J’ai vendu des objets, mes habits. On me torturait, en fait. Je ne savais pas où aller. Même si tu te caches là-bas, ils vont aller te chercher et tu vas finir mal.

Bah Kadiatou, qui a été accueillie au centre d’hébergement La Traverse

À son arrivée à Montréal, Bah Kadiatou, qui a un diplôme universitaire en sociologie des organisations, a trouvé refuge chez un étudiant guinéen avec qui elle avait été mise en contact. Mais, au bout de quelques mois, cet étudiant lui a dit de s’en aller. Seule, enceinte et sans permis de travail, elle a été dirigée vers le centre d’hébergement La Traverse, où Kicha Estimé l’a accueillie.

« Quand tu vas dans un endroit que tu ne connais pas, c’est compliqué, explique-t-elle, en larmes. Tu vis du stress. Je pense à ma fille. Est-ce qu’ils vont trouver ma fille ? C’est ce que je ne veux pas. Je veux que ma fille vienne me rejoindre ici, mais je n’ai pas les moyens de la faire venir ici. Quand j’appelle ma maman, ma fille me demande toujours où je suis, pourquoi je ne suis pas là. Je veux qu’elle vienne, si j’ai la possibilité. »

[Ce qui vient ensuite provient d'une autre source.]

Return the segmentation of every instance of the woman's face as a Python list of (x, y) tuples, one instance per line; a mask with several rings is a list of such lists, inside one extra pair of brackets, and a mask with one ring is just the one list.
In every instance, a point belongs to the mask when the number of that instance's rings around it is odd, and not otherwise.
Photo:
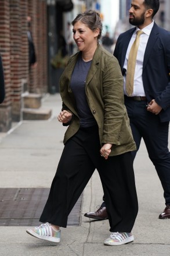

Kicha Estimé l’a rassurée. « Mme Kicha est gentille avec moi. Elle m’a dit de ne pas stresser, chaque chose en son temps. Elle m’a consolée. »

Bah pourra rester au centre après la naissance de son bébé, prévue au début de février. Jusqu’à ce qu’elle puisse voler de ses propres ailes et qu’elle cède la place à d’autres réfugiés qui frapperont à la porte de La Traverse.